Chelsea-Arsenal : Conte se souvient bien des paris contre lui...

Antonio Conte
Antonio Conte AFP

Le choc entre Chelsea et Arsenal ce dimanche (en direct à 14h30 sur SFR Sport 1) a une saveur particulière pour Antonio Conte, qui a construit sa quête du titre de l’an passé sur les cendres de la claque reçue face aux Gunners. A l’issue de laquelle la cote de son éviction était faible.

Antonio Conte a déjà noué une histoire assez forte avec Arsenal depuis son arrivée à Chelsea il y a plus d’un an. C’est en recevant une grosse claque face aux Gunners (3-0) que le technicien italien a mis en route la machine qui a lancé les Blues vers le titre. L’Italien, qui avait tiré les leçons de cet échec en passant sa défense à 3, croisera de nouveau Arsenal, ce dimanche (14h30, en direct sur SFR Sport 1). Dans la peau du champion sortant qui a bien failli connaitre un destin plus éphémère. 

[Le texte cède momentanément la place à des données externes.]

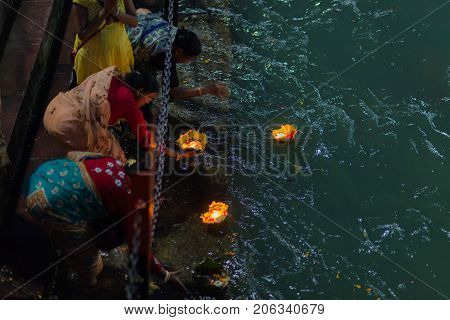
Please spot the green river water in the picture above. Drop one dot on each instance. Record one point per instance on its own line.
(371, 219)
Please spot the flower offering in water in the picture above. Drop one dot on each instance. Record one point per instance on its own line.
(217, 213)
(192, 141)
(287, 132)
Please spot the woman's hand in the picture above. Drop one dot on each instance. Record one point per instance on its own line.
(220, 90)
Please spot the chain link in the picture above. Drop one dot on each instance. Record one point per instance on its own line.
(133, 276)
(163, 119)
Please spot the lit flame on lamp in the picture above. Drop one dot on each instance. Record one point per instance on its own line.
(217, 213)
(192, 141)
(287, 132)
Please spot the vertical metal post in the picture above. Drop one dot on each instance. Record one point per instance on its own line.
(175, 11)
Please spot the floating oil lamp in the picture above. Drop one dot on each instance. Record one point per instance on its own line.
(217, 213)
(192, 141)
(286, 133)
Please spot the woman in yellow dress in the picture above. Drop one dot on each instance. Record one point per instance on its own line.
(101, 40)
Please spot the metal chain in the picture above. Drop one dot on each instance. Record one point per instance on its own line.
(133, 275)
(163, 122)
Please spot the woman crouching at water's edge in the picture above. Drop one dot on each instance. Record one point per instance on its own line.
(66, 197)
(81, 116)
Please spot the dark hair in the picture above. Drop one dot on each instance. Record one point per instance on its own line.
(188, 42)
(140, 80)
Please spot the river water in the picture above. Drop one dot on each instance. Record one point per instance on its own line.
(363, 211)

« Je n’étais pas inquiet »

« Lors de la conférence de presse d’après-match, je me rappelle d’une question sur une entreprise de paris (qui proposait de miser sur son éviction, ndlr), a-t-il confié. Notre travail, c’est ça. Nous devons être préparés à affronter ce type de situation. Nous devons vivre avec ce type de pression. Mais je n’étais pas inquiet parce que je crois en mon travail. Je crois en moi, dans mes idées et dans mes méthodes. Une chose est sûre, je ne change pas de mentalité. » 

« Après ce match, j’ai compris mon équipe »

Après cette défaite, Chelsea avait enchaîné treize victoires de suite. « Je me rappelle très bien de ce match parce qu’il était très mauvais pour nous, rappelle Conte. Puis nous avons changé notre système parce qu’après ce match, j’ai très bien compris mon équipe. Nous n’avions pas d’équilibre. Ils nous avaient dominé du début à la fin. Ce n’était pas le bon chemin à prendre pour nous. Après ce match, nous avons changé beaucoup de choses et nous avons gagné le championnat. » Les Londoniens avaient également pris leur revanche face à Arsenal au match retour (3-1), lancés vers le titre. A ce moment, la cote d’un départ de Conte n’existait plus.